Dad had laid him on an arrangement of flowers. He was curled up, so tightly you might have thought he was sleeping, if his eyes weren't in that almost-open state, just ever so slightly. He was tiny, a fraction of his former size. His leg was shaved and red, from the drip. But other than that, he was my boy. His coat was beautiful, pristine, perfect. A slight smile, or his mouth shaped so I could convince myself as such.

I have seen dead cats before. But to see my boy there, still, it was a very strange feeling. I kept watching, subconsciously to check to see if he was breathing, as I had done for all our cats when their sleep tilted them so close to the edge of not breathing before their lungs would expand and I would sigh with relief.

I couldn't sleep last night. First thoughts of him out in the garage, then flooded with worry, anxiety, events, things I needed to do over the next year. Far, far into the distance, yet last night they all seemed upon me, an unwelcome distraction that ensured I lay awake for hours, tossing and turning, hot and cold and hot and cold all over again, as my boyfriend slept beside me.

This morning I am exhausted, but a little better. Tonight we are burying my boy in the garden, and in a wonderful notion, we are burying him with our dog's ashes, no longer to preside in a box under my parent's bed (my sister is greatly relieved of this and said at least our friends will now think we have some semblance of a normal family), underneath some flowerbulbs, I forget which, my dad did tell me, but I retained little of yesterday.

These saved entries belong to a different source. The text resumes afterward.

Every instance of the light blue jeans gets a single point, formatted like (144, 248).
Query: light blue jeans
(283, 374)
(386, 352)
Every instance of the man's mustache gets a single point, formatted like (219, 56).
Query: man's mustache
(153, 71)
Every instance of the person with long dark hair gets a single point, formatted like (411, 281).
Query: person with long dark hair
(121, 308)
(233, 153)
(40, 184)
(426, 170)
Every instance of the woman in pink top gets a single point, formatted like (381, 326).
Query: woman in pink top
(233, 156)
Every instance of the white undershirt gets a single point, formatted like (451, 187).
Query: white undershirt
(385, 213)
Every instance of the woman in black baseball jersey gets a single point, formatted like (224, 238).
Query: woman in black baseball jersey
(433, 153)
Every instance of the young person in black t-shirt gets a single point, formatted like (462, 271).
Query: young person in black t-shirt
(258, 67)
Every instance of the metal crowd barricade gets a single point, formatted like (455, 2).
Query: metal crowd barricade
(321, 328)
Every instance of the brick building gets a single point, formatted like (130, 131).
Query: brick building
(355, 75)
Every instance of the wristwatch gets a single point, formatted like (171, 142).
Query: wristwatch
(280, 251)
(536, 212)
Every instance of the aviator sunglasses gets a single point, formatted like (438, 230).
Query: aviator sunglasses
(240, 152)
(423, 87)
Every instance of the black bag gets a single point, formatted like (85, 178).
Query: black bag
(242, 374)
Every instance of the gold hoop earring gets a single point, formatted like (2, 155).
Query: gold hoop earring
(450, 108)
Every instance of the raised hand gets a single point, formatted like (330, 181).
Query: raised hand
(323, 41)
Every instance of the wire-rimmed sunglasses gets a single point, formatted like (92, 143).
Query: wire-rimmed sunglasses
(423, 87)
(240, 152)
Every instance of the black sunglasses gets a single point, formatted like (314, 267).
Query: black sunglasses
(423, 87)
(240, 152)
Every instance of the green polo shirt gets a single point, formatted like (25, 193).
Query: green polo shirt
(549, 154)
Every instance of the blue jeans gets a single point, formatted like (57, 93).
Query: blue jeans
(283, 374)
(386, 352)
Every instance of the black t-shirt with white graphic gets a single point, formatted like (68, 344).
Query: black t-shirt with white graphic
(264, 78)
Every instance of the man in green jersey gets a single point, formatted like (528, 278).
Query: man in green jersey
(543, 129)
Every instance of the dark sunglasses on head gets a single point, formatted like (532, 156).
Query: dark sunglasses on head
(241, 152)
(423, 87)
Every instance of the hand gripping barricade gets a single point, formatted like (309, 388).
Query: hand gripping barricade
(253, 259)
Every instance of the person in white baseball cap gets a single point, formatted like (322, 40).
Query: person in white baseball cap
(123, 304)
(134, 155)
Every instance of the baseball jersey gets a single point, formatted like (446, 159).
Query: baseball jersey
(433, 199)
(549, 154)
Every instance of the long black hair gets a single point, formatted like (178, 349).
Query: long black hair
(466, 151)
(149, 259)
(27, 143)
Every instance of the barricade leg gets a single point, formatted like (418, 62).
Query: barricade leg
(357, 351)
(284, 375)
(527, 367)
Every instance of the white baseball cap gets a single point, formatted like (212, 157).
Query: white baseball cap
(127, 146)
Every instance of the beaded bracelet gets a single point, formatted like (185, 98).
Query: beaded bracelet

In writing this I have saved myself the consistent apologies I slip in and around my sadness when talking to my friends. The I'm sorrys placed as a full stop, but then swiftly changed to a comma, leading once again into more sadness, yet littered with more apologies. I don't know why I don't have the courage in my own emotions to be able to express them clearly to even my closest of friends, cushioning, padding, injecting weak humour to ease them, show them that it's all right really, I'm fine. It is as if their possibly non-existent inaudible thoughts are deafening me with their boredom, or disbelief over this much emotion being shed over an animal, or some other inhibiting thought.

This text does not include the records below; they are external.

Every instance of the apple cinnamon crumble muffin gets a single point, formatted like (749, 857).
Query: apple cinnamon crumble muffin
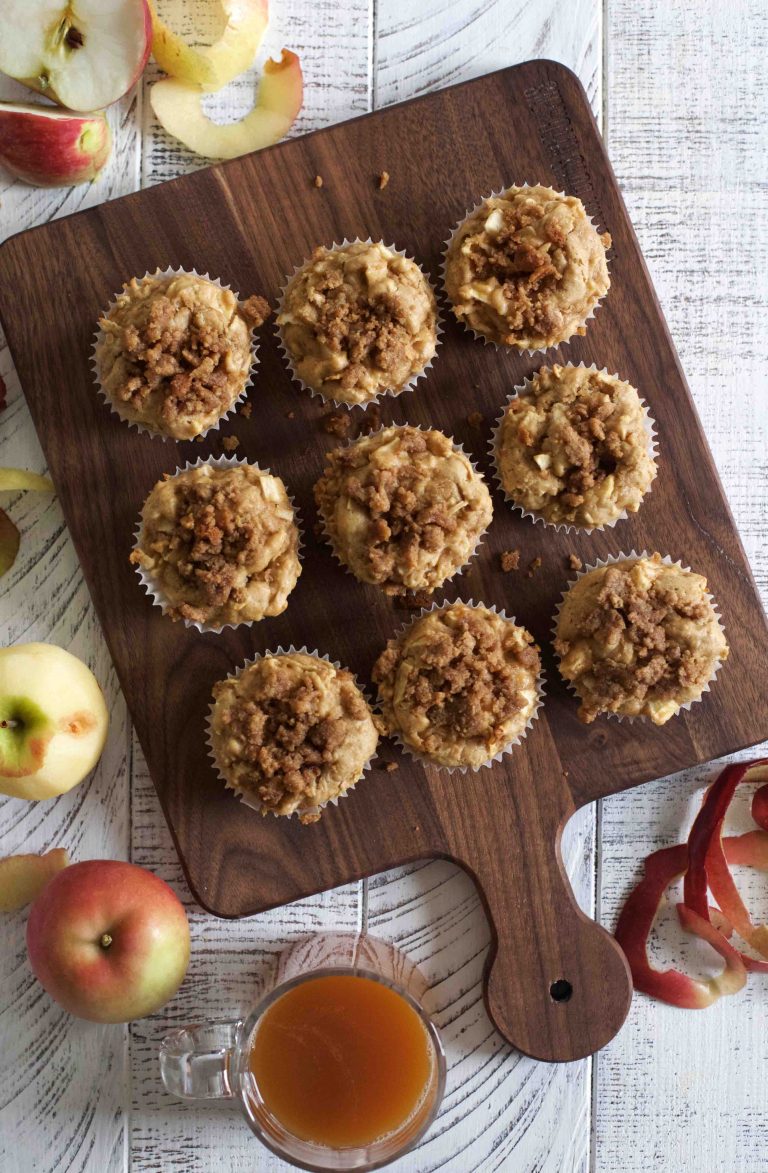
(403, 509)
(358, 319)
(527, 269)
(219, 546)
(174, 352)
(638, 637)
(291, 732)
(459, 685)
(575, 447)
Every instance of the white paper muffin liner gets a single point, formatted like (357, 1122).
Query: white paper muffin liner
(250, 800)
(387, 391)
(609, 562)
(525, 388)
(157, 596)
(460, 570)
(100, 337)
(489, 341)
(541, 680)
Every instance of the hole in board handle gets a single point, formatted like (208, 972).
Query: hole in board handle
(561, 990)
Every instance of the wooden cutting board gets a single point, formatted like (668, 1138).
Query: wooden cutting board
(250, 222)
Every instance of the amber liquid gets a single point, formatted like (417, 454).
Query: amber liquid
(341, 1060)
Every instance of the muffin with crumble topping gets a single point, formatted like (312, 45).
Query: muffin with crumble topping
(218, 544)
(527, 269)
(639, 637)
(403, 508)
(357, 320)
(291, 732)
(174, 352)
(459, 685)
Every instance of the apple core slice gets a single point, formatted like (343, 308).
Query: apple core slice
(83, 54)
(178, 109)
(52, 148)
(22, 877)
(216, 65)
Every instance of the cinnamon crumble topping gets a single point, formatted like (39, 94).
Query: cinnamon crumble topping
(403, 509)
(638, 637)
(575, 448)
(219, 544)
(459, 685)
(527, 269)
(175, 353)
(357, 320)
(292, 732)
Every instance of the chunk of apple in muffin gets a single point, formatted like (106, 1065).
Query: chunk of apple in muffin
(215, 65)
(178, 109)
(22, 877)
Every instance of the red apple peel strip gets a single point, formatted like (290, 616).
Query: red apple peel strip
(708, 861)
(633, 930)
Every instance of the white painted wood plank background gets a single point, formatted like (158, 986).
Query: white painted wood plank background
(685, 104)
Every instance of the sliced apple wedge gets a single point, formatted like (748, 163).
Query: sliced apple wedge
(20, 480)
(178, 109)
(22, 877)
(216, 65)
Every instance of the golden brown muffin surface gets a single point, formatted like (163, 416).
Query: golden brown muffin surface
(357, 320)
(175, 352)
(292, 732)
(527, 268)
(459, 685)
(638, 637)
(403, 508)
(575, 448)
(221, 544)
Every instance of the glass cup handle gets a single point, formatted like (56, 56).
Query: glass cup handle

And that, I think, for the most part is this chapter over. I will check on him later, we will bury him tonight. I will then allow the floodgates to be broken by those interchangeable phrases, those 'he had a good life's, those 'he was a good age's to be spoken and accept them, with no repercussions.

Incidentally, Blogger's irratic spell checker suggested boiler plate as a handy alternative spelling for flowerbulb, just in case I wanted to review my ill-chosen characters.